A dead horse is a dead horse. You might want to stop floggin it. Goblin is no more. He has shreded his mortal coil and is now pushing up the daisies - presumably to be eatne by other horses.
Nothing exists unless thinking brings it out of the wilderness of possibility into the light of consciousness. Ideologies cause people to think ideologically which is bad. But that special badness is beyond the scope of my reply to PH right now.
The ideology of "Absolute Mind" which you have swallowed is a bad thing to believe in since it has clearly given you an odd idea about what death is.
I am interested in both gods and God and what these mean for others. I am not sure that educating oneself about Platonic Forms is necessary for the layman who is curious about more modern theories of existence.
Plato is pretty much out of date. His TOF is completely unsustainable coming as it does from a prescientific age of superstition. We know far too much about how thinking works to allow this ideology to persist.
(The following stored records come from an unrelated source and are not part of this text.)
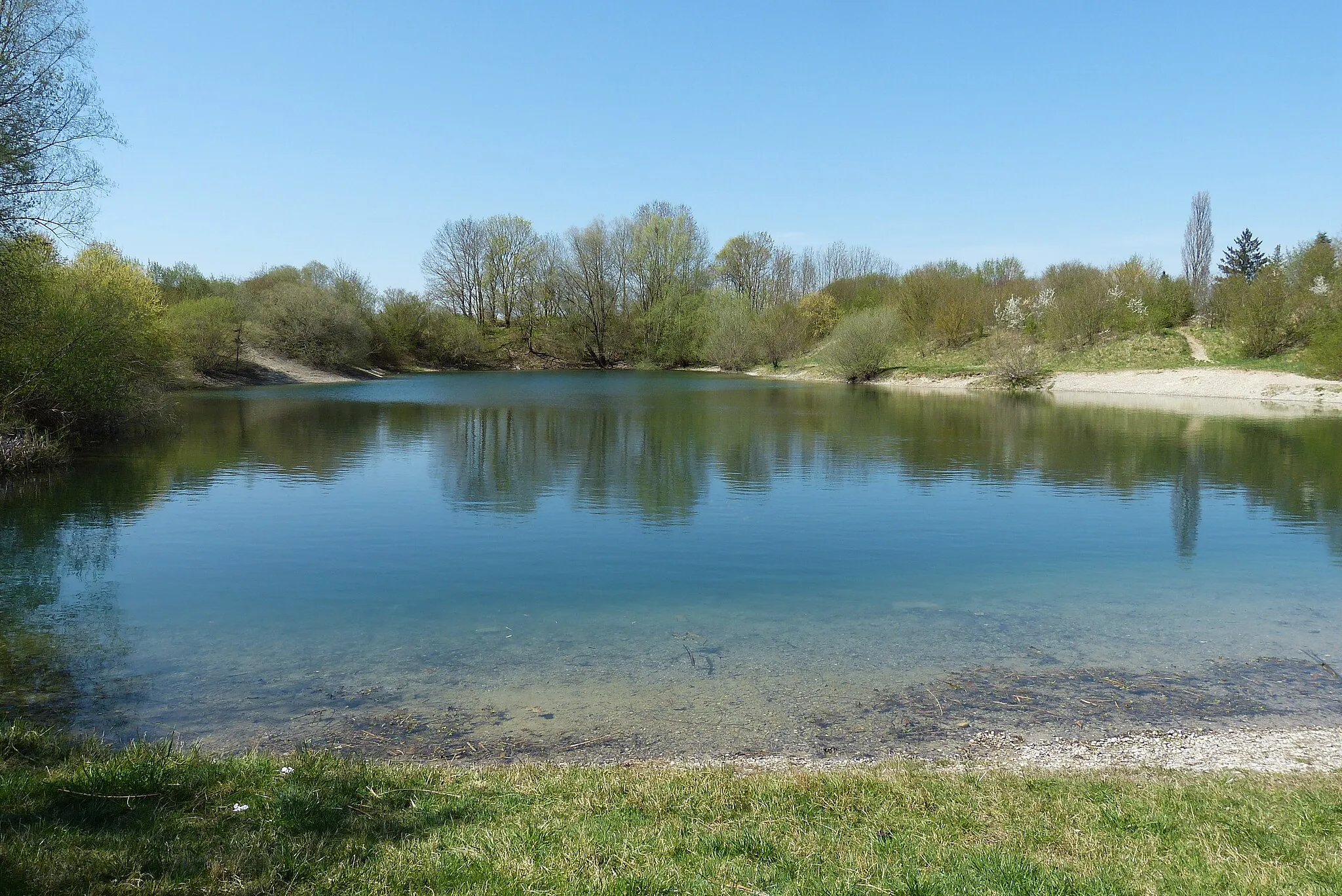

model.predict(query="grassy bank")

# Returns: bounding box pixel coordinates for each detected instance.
[0,727,1342,896]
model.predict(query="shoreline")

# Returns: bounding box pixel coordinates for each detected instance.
[746,366,1342,416]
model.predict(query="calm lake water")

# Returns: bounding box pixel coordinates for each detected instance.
[0,373,1342,759]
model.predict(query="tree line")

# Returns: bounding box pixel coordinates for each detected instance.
[0,0,1342,468]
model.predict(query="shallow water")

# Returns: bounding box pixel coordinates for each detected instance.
[0,373,1342,758]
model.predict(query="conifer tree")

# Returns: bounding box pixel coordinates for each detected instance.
[1220,227,1267,280]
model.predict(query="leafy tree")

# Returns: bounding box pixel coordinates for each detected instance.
[1220,228,1268,283]
[824,308,899,383]
[0,0,119,236]
[717,232,775,311]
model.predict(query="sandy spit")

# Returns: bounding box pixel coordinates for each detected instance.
[668,727,1342,774]
[752,366,1342,416]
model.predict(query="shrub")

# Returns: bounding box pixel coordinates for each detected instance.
[372,291,434,367]
[1145,272,1197,330]
[990,333,1044,389]
[164,295,243,373]
[423,306,488,367]
[894,261,991,348]
[1217,264,1305,358]
[255,280,370,367]
[1041,261,1114,348]
[756,305,807,370]
[824,308,898,383]
[797,292,839,342]
[0,237,172,435]
[1306,319,1342,377]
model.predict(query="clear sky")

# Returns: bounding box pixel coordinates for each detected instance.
[87,0,1342,288]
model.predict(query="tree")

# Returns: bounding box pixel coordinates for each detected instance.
[0,0,119,236]
[424,218,488,324]
[483,215,542,327]
[754,305,808,370]
[1220,227,1268,283]
[717,232,773,311]
[630,202,708,311]
[1182,192,1213,308]
[557,219,625,367]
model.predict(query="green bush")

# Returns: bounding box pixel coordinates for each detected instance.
[0,237,172,436]
[254,280,372,367]
[372,292,434,367]
[797,292,839,342]
[824,308,899,383]
[424,306,488,367]
[1216,264,1307,358]
[164,295,243,373]
[1145,274,1197,330]
[894,261,993,348]
[1306,319,1342,377]
[1041,261,1114,348]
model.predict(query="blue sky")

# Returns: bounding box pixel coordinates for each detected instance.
[87,0,1342,288]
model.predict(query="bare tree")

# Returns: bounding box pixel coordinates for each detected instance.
[630,202,708,311]
[0,0,121,237]
[1183,192,1216,311]
[557,219,628,367]
[483,215,542,327]
[717,232,775,311]
[421,217,490,324]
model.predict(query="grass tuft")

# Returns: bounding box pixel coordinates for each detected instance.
[0,724,1342,896]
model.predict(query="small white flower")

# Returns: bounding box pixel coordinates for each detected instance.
[997,293,1026,329]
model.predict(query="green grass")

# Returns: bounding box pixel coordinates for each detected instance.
[8,726,1342,896]
[784,330,1195,377]
[1191,327,1319,377]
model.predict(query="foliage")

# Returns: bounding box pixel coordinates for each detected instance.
[822,308,899,383]
[636,289,704,367]
[991,333,1044,389]
[703,295,759,370]
[820,274,899,314]
[1143,271,1197,330]
[0,237,170,436]
[0,0,118,237]
[1220,227,1268,283]
[1307,318,1342,377]
[754,305,808,370]
[1041,261,1114,348]
[243,263,372,367]
[1214,264,1307,358]
[164,295,243,373]
[797,292,839,342]
[0,726,1342,896]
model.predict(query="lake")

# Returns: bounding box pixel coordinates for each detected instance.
[0,371,1342,760]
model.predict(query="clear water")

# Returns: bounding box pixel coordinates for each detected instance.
[0,373,1342,758]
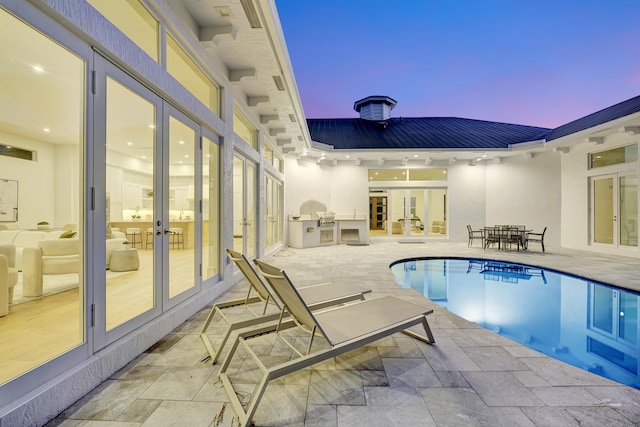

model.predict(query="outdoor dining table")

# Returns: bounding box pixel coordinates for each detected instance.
[484,225,531,250]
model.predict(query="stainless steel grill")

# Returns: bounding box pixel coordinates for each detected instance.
[316,212,336,227]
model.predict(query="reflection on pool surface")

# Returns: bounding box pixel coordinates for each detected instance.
[391,258,640,388]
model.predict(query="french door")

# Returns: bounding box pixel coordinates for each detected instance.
[233,153,257,258]
[385,188,447,237]
[591,173,638,247]
[91,55,202,349]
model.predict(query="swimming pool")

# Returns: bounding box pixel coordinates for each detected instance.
[391,258,640,389]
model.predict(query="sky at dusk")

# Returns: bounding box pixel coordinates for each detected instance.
[276,0,640,128]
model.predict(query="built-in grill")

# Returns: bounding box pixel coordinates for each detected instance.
[316,212,336,227]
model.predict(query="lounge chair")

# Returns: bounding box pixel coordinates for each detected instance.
[200,249,371,364]
[218,260,434,426]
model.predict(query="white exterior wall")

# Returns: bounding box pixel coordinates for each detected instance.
[485,152,564,247]
[447,163,487,242]
[561,133,640,257]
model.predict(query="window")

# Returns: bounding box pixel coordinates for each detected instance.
[264,144,284,172]
[589,144,638,169]
[87,0,160,62]
[202,137,220,280]
[167,34,220,116]
[0,144,36,161]
[369,169,447,181]
[0,9,86,384]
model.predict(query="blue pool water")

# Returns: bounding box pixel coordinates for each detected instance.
[391,258,640,388]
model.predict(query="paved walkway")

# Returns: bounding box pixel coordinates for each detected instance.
[49,243,640,427]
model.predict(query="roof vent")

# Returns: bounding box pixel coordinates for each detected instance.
[353,96,397,121]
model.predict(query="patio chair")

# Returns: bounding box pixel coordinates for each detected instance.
[524,227,547,252]
[484,227,502,249]
[200,249,371,364]
[218,260,434,426]
[467,225,484,247]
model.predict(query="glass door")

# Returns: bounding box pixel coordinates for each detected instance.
[92,56,162,349]
[264,175,282,248]
[618,174,638,247]
[591,175,617,245]
[384,188,447,237]
[233,154,256,258]
[165,107,200,305]
[591,173,638,247]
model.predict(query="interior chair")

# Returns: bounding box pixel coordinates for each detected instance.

TOF offers nothing for the understanding of "modern theories of existence".
Re: What could make morality objective?
Posted: August 29th, 2021, 7:17 am
by Peter Holmes
Belindi wrote: ↑August 29th, 2021, 5:37 am
Peter Holmes wrote: ↑August 28th, 2021, 10:43 am
Belindi wrote: ↑August 28th, 2021, 9:14 am
Peter Holmes wrote:
'God' is no more a proper noun than is 'Fairy', 'Goblin', 'Devil' and so on.
And yet millions of people address God as if that is indeed His name.
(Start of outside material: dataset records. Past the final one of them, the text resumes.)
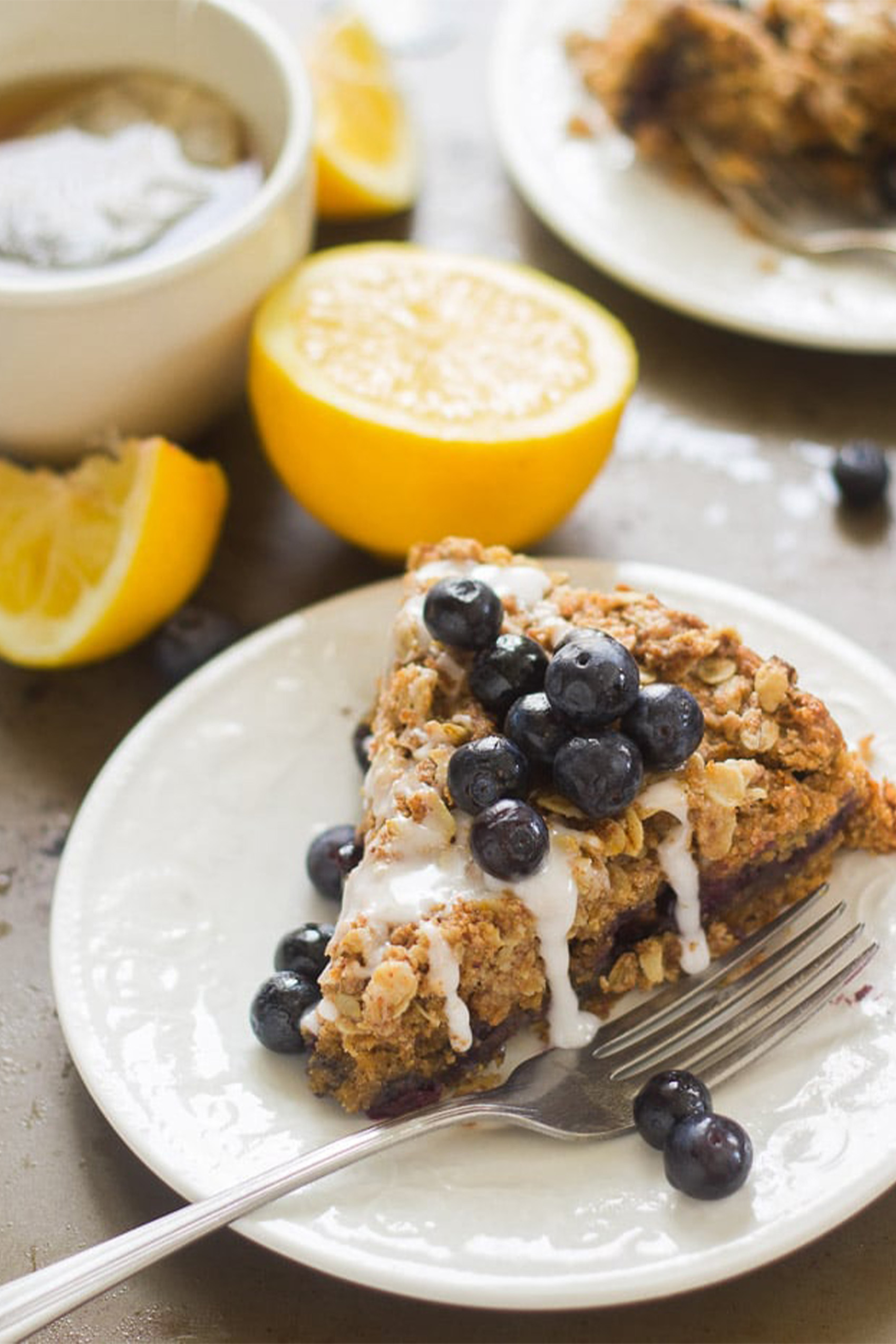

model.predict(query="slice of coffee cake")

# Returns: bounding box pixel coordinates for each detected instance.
[305,540,896,1116]
[568,0,896,215]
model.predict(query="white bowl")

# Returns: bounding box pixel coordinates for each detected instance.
[0,0,313,459]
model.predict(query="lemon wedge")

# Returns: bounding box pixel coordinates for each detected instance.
[0,438,227,667]
[308,16,418,219]
[249,244,637,557]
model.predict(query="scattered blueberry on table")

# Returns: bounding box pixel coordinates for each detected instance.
[470,798,551,882]
[832,440,889,508]
[634,1068,712,1149]
[305,823,360,901]
[663,1112,752,1199]
[632,1068,752,1199]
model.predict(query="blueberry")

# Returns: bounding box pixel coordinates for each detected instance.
[274,923,333,980]
[553,728,644,817]
[152,606,246,686]
[305,825,357,901]
[664,1112,752,1199]
[504,691,572,765]
[447,733,529,813]
[249,970,321,1055]
[470,798,551,882]
[634,1068,712,1148]
[470,635,548,719]
[352,720,374,772]
[423,578,504,649]
[544,630,639,731]
[621,681,704,770]
[833,440,889,508]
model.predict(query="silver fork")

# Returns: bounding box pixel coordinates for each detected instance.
[678,129,896,257]
[0,889,877,1344]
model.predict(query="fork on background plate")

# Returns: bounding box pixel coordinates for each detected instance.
[0,887,877,1344]
[678,128,896,257]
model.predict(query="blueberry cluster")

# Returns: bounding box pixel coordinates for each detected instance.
[305,823,364,901]
[423,578,704,880]
[634,1068,752,1199]
[249,923,333,1055]
[249,817,369,1055]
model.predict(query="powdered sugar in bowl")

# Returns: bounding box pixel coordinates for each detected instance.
[0,0,313,459]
I used to ride a little horse called Goblin and that was his name. I doubt not that some individual has been named Fairy.
You are confused because the generic word for supernatural beings is god, and that is the same word as the proper name God.
But I assume the little horse actually existed. And the existence of the thing we name with a proper noun is what matters. The use of a common noun as a proper noun is a linguistic idiom - so, as far as I know, no English speakers refer to the devil as 'Devil' - though, no doubt, real things have been called 'Devil', just as you called the little horse 'Goblin'. You didn't think it was a goblin.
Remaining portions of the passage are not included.